ESG itself traces its roots to the 1960s, when the exclusion of industries from investor portfolios once more associated with religious principles (i.e. avoiding investment in industries that were considered sinful, like tobacco or gambling) was used to express support for civil rights. The widespread withdrawal of investment from South Africa in the 1980s, due to its apartheid policy, is one early example of this divestment activism, or as it’s come to be known today: impact investing.
This was an investor-led initiative, which is an important detail when you consider that Corporate Social Responsibility really didn’t start to become widespread until the 1990s, and arguably not until the 2000s, when major corporations like Coca-Cola, Walt Disney, and Pfizer began to emphasise it. That explains why Superman was still fighting an evil corporation in the late 1980s.

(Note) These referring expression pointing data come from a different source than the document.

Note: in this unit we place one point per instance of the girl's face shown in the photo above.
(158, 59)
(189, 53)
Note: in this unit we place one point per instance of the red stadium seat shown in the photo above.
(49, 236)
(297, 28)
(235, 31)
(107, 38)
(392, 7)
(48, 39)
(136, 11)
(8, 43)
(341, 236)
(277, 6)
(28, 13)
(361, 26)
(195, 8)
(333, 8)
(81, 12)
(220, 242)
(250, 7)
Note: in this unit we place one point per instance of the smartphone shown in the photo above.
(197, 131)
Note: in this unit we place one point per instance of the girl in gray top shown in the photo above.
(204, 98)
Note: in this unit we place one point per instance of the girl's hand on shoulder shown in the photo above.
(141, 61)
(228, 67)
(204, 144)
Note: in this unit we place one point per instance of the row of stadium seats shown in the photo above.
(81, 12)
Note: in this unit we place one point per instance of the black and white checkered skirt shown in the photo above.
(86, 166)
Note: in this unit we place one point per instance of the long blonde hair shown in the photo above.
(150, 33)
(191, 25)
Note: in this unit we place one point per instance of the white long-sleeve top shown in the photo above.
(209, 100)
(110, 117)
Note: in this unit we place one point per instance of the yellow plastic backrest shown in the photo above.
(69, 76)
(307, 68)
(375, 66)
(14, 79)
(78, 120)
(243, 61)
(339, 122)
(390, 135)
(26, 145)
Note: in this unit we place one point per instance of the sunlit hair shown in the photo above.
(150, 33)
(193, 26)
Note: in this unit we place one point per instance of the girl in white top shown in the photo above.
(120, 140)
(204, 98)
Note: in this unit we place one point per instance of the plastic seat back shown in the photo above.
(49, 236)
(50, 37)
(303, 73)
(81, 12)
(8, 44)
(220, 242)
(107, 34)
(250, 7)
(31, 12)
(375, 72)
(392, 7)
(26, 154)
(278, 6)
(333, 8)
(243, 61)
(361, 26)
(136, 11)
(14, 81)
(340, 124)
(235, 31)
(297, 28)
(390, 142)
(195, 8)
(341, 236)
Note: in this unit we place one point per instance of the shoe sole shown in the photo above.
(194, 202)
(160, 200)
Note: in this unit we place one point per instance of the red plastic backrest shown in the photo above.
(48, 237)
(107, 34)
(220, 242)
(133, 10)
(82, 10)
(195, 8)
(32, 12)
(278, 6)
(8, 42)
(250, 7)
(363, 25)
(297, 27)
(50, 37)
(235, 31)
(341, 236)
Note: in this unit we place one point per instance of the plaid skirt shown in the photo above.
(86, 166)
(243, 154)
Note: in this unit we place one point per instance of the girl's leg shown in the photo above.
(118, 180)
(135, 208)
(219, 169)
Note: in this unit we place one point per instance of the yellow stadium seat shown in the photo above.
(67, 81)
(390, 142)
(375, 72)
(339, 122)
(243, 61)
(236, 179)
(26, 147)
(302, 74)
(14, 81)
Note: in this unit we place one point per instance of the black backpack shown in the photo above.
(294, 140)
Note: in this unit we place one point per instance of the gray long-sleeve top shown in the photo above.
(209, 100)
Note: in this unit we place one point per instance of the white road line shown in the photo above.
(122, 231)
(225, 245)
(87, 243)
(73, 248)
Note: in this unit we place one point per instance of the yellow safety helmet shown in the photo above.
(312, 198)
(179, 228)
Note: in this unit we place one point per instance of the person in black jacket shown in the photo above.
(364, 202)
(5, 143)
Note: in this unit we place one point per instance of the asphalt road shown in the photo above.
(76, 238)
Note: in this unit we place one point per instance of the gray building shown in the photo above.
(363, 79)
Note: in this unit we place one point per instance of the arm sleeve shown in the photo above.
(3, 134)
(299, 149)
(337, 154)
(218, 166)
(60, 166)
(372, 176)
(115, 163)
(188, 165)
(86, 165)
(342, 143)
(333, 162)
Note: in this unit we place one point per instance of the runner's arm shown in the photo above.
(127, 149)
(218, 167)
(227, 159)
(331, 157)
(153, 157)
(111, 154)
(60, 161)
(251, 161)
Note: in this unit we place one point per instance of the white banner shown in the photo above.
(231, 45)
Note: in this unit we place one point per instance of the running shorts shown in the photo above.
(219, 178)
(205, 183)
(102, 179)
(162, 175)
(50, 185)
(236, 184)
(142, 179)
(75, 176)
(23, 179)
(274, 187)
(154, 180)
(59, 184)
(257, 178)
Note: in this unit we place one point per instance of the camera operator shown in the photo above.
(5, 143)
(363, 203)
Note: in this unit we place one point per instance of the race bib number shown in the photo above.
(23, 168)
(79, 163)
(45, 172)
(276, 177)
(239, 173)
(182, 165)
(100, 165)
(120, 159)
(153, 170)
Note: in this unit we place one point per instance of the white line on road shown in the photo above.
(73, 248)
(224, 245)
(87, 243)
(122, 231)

(To quickly tidy up the overlap of ESG and CSR – ESG is generally considered the set of criteria an investor uses to assess a potential company for investment, while CSR is a corporate practice that forms part of a company’s business model.)
It’s an important detail because that trend of investors taking a stand in the name of principle has evolved into today’s system – ESG – by which investors can assess, to a degree, whether companies are principled enough to deserve investment. There is of course the added bonus, according to some research, that a company’s adherence to ESG principles brings a number of business advantages that make that company a better long term investment anyway. So, reason to celebrate even for the unprincipled.

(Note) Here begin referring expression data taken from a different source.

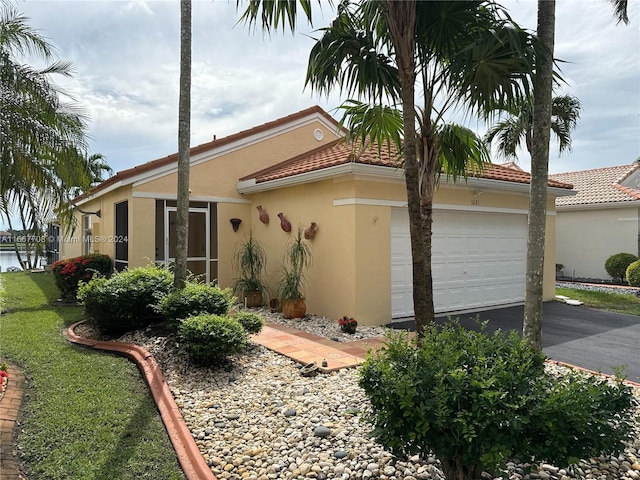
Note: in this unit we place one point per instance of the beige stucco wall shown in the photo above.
(102, 227)
(217, 176)
(351, 267)
(586, 238)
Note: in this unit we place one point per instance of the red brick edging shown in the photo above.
(189, 456)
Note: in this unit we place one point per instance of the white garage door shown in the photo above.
(478, 261)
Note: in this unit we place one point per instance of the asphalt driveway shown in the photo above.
(577, 335)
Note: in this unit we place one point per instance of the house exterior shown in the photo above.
(298, 166)
(602, 219)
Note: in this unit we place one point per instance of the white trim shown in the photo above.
(90, 197)
(373, 171)
(599, 206)
(222, 150)
(193, 198)
(436, 206)
(369, 201)
(472, 209)
(379, 173)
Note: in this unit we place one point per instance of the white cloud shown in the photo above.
(127, 52)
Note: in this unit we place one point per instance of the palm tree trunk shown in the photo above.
(543, 90)
(15, 243)
(184, 134)
(401, 18)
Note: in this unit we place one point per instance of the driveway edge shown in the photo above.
(189, 456)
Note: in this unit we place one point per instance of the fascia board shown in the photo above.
(91, 197)
(193, 198)
(240, 144)
(599, 206)
(370, 171)
(490, 184)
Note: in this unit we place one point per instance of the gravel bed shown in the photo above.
(259, 419)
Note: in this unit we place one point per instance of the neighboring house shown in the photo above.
(298, 166)
(600, 220)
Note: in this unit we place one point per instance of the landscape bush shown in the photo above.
(209, 339)
(69, 272)
(251, 322)
(126, 300)
(633, 274)
(616, 265)
(477, 400)
(195, 299)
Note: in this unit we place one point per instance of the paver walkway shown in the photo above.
(307, 348)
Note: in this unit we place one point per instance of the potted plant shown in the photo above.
(297, 258)
(249, 261)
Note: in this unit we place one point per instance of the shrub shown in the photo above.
(478, 400)
(251, 322)
(125, 301)
(209, 339)
(195, 299)
(68, 273)
(633, 274)
(616, 265)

Impact investing has grown steadily over the past decade. In 2010 the Global Impact Investing Network’s (GIIN) annual survey had around fifty respondents, 75% of which thought the market was in its infancy and who expected to invest an aggregate $4 billion the following year. In 2021, the GIIN’s report was based on feedback from close to 300 investors, 69% of whom regard the market as growing steadily and who expect to invest $48 billion in 2021. The total market size is now estimated at around $715 billion.

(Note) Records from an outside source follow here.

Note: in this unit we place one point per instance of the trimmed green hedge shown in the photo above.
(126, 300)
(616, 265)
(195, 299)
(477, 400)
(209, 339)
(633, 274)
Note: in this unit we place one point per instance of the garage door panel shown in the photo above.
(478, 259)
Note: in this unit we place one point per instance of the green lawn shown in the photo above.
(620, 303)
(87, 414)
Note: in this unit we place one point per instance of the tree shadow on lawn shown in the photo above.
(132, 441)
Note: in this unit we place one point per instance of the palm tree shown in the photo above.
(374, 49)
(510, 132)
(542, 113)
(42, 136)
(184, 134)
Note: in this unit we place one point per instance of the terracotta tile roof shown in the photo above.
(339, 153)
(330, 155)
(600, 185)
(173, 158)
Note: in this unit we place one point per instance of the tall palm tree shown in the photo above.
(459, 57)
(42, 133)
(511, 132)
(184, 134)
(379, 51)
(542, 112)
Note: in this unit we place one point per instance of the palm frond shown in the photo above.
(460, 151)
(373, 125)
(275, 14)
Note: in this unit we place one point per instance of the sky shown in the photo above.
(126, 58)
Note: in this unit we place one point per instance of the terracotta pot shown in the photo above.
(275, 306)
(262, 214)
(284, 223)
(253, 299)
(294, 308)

It is encouraging that what began as investor activism has evolved to become a defining vertebra of today’s startup ecosystem, particularly when we consider how many new businesses are founded with missions to improve social conditions, engage with environmental and energy challenges, and for whom strong ESG practices go without saying. Investor principle has led to a situation where all new companies, to some degree, are trying to make an impact on some of the fundamental problems that affect the world and the survival prospects of the human species. Or, in the parlance of superheroes: saving the world from certain destruction.
While the image of the evil corporation that exists in the popular consciousness, threatening everything from the environment to social conditions, probably isn’t going anywhere soon, it’s encouraging to see that its nemesis, the superhero, might today be living a double life as a founder, or an investor.
Increasingly, the startup ecosystem is evolving to become a powerful engine for positive change, and the place that people who want to make that change, whether it’s through developing the latest innovation in an industry that directly impacts social and environmental conditions, or simply through ensuring that their business adheres to ESG principles. With any luck, and if these trends continue, there’s a chance the world won’t need a superhero at all.